Not with that attitude!

[–] Ziglin@lemmy.world 4 points 16 hours ago

Windows 11 isn't running in the cloud yet though. Unless it checks to make sure it hasn't been tampered with too much you should just be able to modify some of its binaries (the source code obviously isn't available). With the cloud based llms that is not possible.

If you have a model on your computer you can retrain it, which is like changing a binary just far less precise. The option of having a source code equivalent just isn't there beyond having the same dataset and seeds for the training program.

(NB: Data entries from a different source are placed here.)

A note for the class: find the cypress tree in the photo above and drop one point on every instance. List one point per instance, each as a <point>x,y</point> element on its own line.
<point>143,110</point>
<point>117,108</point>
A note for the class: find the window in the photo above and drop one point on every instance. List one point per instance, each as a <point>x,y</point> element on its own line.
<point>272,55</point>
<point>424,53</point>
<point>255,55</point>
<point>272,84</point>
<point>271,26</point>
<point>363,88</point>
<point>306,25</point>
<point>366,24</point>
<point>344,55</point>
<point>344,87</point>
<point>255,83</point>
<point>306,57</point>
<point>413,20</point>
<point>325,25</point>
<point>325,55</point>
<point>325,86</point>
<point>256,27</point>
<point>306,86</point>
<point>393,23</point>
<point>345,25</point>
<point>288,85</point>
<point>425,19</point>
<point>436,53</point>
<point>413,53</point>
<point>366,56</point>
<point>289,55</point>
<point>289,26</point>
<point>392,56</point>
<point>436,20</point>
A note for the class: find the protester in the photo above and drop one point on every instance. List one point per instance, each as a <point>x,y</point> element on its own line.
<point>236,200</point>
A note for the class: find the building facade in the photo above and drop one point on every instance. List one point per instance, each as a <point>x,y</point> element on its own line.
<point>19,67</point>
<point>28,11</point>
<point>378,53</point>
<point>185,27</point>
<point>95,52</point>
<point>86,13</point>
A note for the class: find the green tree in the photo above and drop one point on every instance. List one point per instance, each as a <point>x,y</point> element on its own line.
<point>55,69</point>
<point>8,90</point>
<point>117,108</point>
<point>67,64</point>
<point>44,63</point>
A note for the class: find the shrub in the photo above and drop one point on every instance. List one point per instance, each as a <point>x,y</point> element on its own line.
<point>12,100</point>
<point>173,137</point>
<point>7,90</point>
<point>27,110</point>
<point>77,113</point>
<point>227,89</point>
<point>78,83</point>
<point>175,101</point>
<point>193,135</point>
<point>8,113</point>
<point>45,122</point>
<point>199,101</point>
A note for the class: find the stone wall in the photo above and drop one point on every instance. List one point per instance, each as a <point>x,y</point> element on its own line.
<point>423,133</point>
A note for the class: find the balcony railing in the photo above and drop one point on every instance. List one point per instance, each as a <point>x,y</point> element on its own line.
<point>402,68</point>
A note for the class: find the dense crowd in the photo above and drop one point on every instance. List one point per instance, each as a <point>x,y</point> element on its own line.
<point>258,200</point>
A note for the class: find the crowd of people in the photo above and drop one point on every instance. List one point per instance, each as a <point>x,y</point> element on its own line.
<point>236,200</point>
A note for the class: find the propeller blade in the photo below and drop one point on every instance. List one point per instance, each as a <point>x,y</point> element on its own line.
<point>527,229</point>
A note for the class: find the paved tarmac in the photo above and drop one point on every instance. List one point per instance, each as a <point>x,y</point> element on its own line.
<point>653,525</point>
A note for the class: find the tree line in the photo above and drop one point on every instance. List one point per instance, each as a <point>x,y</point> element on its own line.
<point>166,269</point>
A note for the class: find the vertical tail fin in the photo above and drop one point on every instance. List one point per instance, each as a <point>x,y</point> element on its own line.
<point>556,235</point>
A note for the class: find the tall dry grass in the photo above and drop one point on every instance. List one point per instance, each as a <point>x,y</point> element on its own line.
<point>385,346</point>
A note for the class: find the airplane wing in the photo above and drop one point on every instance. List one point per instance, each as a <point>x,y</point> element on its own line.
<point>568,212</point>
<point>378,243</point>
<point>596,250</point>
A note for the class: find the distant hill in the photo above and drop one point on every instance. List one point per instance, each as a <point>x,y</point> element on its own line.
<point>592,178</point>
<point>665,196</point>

So I'd say it is worse than your average run of the mill proprietary software.

[–] corbindallas@fedinsfw.app 7 points 19 hours ago

You can. Just not frontier models. Check out unsloth

[–] eager_eagle@lemmy.world -5 points 18 hours ago (1 children)

lol how do you think LLMs are trained in the first place?

[–] thingsiplay@lemmy.ml 1 points 15 hours ago (1 children)

I think he (or she) is talking about the user of the LLM, not the creator.

[–] eager_eagle@lemmy.world 2 points 10 hours ago* (last edited 10 hours ago) (1 children)

but you can, as long as it's open weight. Fine tuning and training are pretty much the same process

[–] thingsiplay@lemmy.ml 2 points 10 hours ago (1 children)

That still falls into the category "creator" to me, if you need to rebuild. I was making the distinction to an end user, comparable to applications that you download and use and configure. Instead of rebuilding the source code with your modifications.

Do I misunderstand here something? Or is this a communication issue caused by different interpretations?

[–] howrar@lemmy.ca 1 points 36 minutes ago

If you define "user" to be a set that excludes anyone capable of modifying the weights, then by definition, no user can modify the weights.

Any criticism about users being unable to modify weights becomes vacuous, so it's not an interpretation that makes sense.